State Sen. Schwartz courts miners after vote

DENVER – State Sen. Gail Schwartz, D-Snowmass Village, is scrambling to recover goodwill with 1,000 coal miners in her sprawling district after she risked alienating them with a vote last week.

Schwartz, who has evolved as a champion of clean energy and carbon reduction, voted for a bill that encourages replacing coal with cleaner-burning natural gas in three power plants in the Front Range. The legislation was opposed by the Colorado mining industry, including coal mining firms and their employees in the North Fork Valley, which is over McClure Pass from Marble.

“It was a tough vote for me,” Schwartz acknowledged Thursday.

The mines account for 40 percent of the annual coal production in Colorado, more than $450 million in sales and roughly 1,000 high-paying jobs.

She met with about 60 miners prior to the vote. “My objective was not to go to have a debate,” she said. Instead, she went to listen. Their concerns prompted her to introduce an amendment to the bill which requires the Colorado Public Utilities Commission to “consider” the economic impact of the replacement of coal with natural gas at the power plants.

“I think it’s less of an impact than they anticipated,” Schwartz said.

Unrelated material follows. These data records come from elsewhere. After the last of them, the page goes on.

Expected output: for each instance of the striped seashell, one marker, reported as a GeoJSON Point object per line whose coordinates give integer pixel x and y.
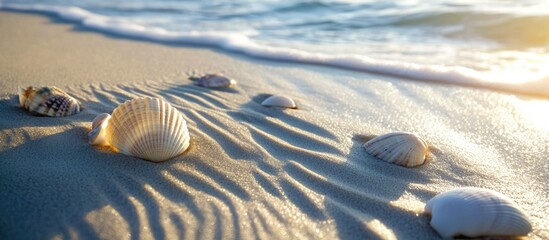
{"type": "Point", "coordinates": [279, 101]}
{"type": "Point", "coordinates": [147, 128]}
{"type": "Point", "coordinates": [476, 212]}
{"type": "Point", "coordinates": [214, 81]}
{"type": "Point", "coordinates": [401, 148]}
{"type": "Point", "coordinates": [49, 101]}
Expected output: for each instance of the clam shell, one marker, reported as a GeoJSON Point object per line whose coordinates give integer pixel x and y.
{"type": "Point", "coordinates": [476, 212]}
{"type": "Point", "coordinates": [147, 128]}
{"type": "Point", "coordinates": [401, 148]}
{"type": "Point", "coordinates": [50, 101]}
{"type": "Point", "coordinates": [214, 81]}
{"type": "Point", "coordinates": [279, 101]}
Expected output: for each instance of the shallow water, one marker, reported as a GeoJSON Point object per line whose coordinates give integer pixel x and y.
{"type": "Point", "coordinates": [494, 44]}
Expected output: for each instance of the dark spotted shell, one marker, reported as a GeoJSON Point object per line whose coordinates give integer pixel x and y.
{"type": "Point", "coordinates": [49, 101]}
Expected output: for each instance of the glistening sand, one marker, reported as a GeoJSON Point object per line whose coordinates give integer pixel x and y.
{"type": "Point", "coordinates": [251, 171]}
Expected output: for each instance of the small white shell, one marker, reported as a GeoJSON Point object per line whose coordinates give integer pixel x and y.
{"type": "Point", "coordinates": [147, 128]}
{"type": "Point", "coordinates": [49, 101]}
{"type": "Point", "coordinates": [279, 101]}
{"type": "Point", "coordinates": [476, 212]}
{"type": "Point", "coordinates": [401, 148]}
{"type": "Point", "coordinates": [214, 81]}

Her research indicates only 4 percent of the coal from the North Fork Valley mines around the town of Somerset and elsewhere in Delta and Gunnison counties stays in state. It is high-quality coal that gets shipped east to mix with lower-grade coal.

Therefore, she said, she doesn’t feel the legislation has much potential to eliminate many jobs in her district.

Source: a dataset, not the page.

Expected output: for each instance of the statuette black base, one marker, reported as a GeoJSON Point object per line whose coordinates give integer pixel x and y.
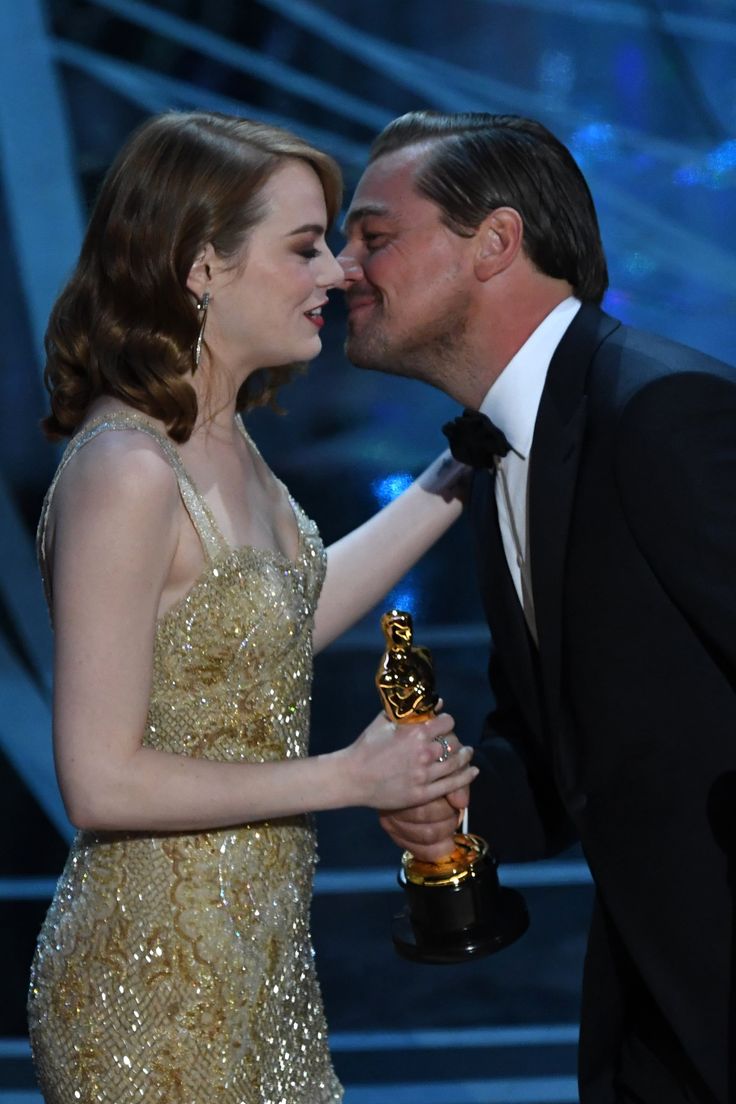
{"type": "Point", "coordinates": [458, 921]}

Aspen’s representative in the state House wasn’t so sure. Rep. Kathleen Curry, an unaffiliated legislator from Gunnison, voted against the bill because she feared it would make North Fork Valley miners and their families “collateral damage.”

The Colorado Mining Association opposed the bill on the grounds that it will result in production losses of at least 2.6 million tons of coal. That is equal to 10 percent of annual production, said Stuart Sanderson, president of the Colorado Mining Association. Some of the losses will be from the North Fork Valley mines but most will be from northwest Colorado, he said.

Schwartz, who is in what is anticipated to be a tough re-election battle this year, tried to smooth relations with North Fork Valley miners this week. She issued a press release that said Gov. Bill Ritter’s management plan for 4.2 million acres of roadless lands in the state will preserve coal-mining jobs in her district.

Ritter’s roadless proposal makes 20,100 acres available for the expansion of existing coal mines in the North Fork Valley. Mining companies will be allowed into roadless areas to make surface improvements necessary for access to coal reserves. The temporary roads will eventually be eliminated and the roadless character will be restored, according to the state.

Ritter’s proposal was submitted to the federal government for review. It faces widespread opposition from environmental groups. While Schwartz is often aligned with conservation groups, she praised the governor’s roadless plan.

“I’m pleased this new roadless rule expansion plan includes the need to expand our coal mines,” Schwartz said in a prepared statement. “Now that these mines in the North Fork Valley have access to vent and capture methane, they will be able to expand and continue to develop their reserves. This helps secure the viability of the mines and the jobs in the North Fork area.”